Press TV: You have worked with those experts in The Hague. You have worked with people of power within the OPCW. Why do you think those organizations that are in charge of non-proliferation, that are in charge of inspecting countries, inspecting possession of weapons of mass destruction, why those organizations are not trying to find what is going on in Israel?
Gharibabadi: There have been many causes specifically by the IAEA, and also the OPCW in The Hague to have inspections of the Israeli regime to see whether it possesses chemical weapons or nuclear weapons. All these [efforts] have been rejected by the Israeli regime.
An also the Israeli regime has been supported by its allies, specifically by some Western European countries and also the United States. You know, when it comes to international law, unfortunately, if you are not a member of these kinds of treaties, you are exempted.
Israel is not a party to these kinds of treaties. So it does not have obligations. Simply they say we do not have any obligations because we are not a member.
When the nuclear issue of Iran was actually under discussion in the IAEA, we had told them, ‘Is it a good idea actually for Iran to withdraw from NPT?’… They (Israelis) say simply they are not a member. Those powers are not exerting pressure on Israel to concede to these kinds of treaties.
By the way, when it comes to for an example these important organizations in The Hague and in Vienna, dealing with chemical weapons, and also nuclear weapons, the Non-Aligned Movement that is composed of more than 120 countries in the international community, has all requested to have a look at the issues in Israel, and also to put pressure on Israel to concede these treaties. This is very simple and very bitter reality. This is a reality but should be called bitter reality. When you are supported by big powers and you are not member to this kind of treaties. So you are exempted.
Press TV: You are also Iran’s human right deputy chief. I have to ask a question. Are you personally satisfied with Iran’s human rights record?
Gharibabadi: When I was as an ambassador to The Hague, during my negotiations with the politicians and members of foreign services in The Hague, when we were discussing the issue of human rights, I had always told them that we do not claim that we have the best mechanism for the human rights, and no other country can claim that it has the best system for the human rights. The issue of human rights is progressing. For an example, when we had a revolution in 1979, when you compare the Islamic Republic of Iran before the revolution, or compare the current situation to preserve the rights of the citizens and also human rights, for an example, we have made huge progress compared to 1979. So it is a continued process.
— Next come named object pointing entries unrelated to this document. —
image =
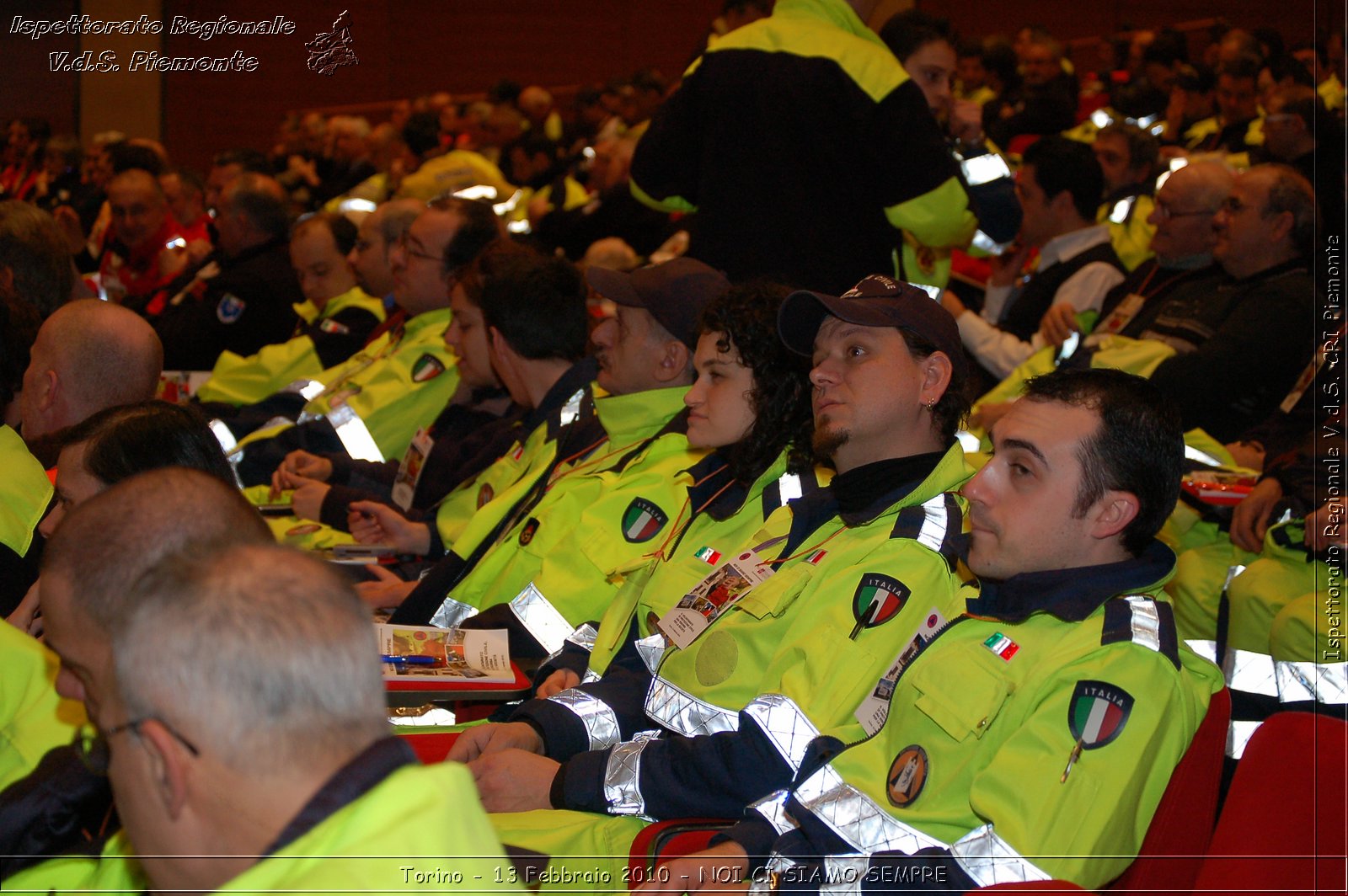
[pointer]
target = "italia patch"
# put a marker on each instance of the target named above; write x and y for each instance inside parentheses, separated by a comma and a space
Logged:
(907, 776)
(229, 307)
(1098, 713)
(642, 520)
(878, 599)
(428, 368)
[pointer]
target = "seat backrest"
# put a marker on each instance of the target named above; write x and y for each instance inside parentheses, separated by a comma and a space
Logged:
(1284, 826)
(431, 747)
(1180, 830)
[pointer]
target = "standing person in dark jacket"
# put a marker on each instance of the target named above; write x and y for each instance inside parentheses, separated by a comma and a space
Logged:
(240, 298)
(866, 157)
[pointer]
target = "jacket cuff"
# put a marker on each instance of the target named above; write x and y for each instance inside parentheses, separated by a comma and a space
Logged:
(563, 732)
(755, 837)
(583, 781)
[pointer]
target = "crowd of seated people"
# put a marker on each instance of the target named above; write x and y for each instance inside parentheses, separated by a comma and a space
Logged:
(923, 552)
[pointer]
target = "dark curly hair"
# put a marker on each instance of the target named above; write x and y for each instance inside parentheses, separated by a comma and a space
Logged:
(746, 316)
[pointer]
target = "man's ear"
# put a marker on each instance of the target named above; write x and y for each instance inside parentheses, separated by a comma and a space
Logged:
(1112, 514)
(1280, 227)
(673, 363)
(170, 767)
(936, 376)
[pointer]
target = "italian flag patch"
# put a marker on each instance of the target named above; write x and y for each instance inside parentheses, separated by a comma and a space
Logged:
(642, 520)
(1098, 713)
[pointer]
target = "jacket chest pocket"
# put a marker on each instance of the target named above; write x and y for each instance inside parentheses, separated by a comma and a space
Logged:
(960, 693)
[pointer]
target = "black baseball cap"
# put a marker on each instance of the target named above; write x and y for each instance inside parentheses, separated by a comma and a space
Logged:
(674, 293)
(876, 301)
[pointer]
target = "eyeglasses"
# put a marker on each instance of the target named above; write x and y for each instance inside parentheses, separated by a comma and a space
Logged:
(404, 243)
(92, 744)
(1165, 212)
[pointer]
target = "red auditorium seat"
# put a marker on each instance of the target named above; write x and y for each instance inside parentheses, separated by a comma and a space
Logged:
(431, 747)
(1179, 835)
(1282, 828)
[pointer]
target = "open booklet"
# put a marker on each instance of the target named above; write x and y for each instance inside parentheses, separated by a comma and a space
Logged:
(445, 653)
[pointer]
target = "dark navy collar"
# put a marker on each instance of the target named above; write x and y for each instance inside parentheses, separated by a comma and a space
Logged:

I believe when it comes to the issue of human rights, I am really satisfied. Why? Because, when I compare Iran with countries in our region, which are not under criticism by those countries that they claim they have the best system to protect human rights, Iran is a big democracy. It is an important democracy in the region. So we have elections after the revolution. What was the cause for our revolution? First was to establish the Islamic principles.
Our revolution is human rights revolution also. We could get rid of the dictatorship-form Iran. So when people were released from the dictatorship, they had the right to make a decision for the political structure. So that is very important from the viewpoint of human rights. Human rights are not only the political and civil rights, but are election and democratic rights. Human rights also include cultural, economic rights. The economic and cultural rights are important also.
What has been done in the Islamic Republic of Iran in this field is very important issue because we have made huge progress. The rights of people, for an example, right to food, right to adequate housing, right to health, are categories of human rights. We have made progress and so the situation is not comparable to before the revolution. This is one issue.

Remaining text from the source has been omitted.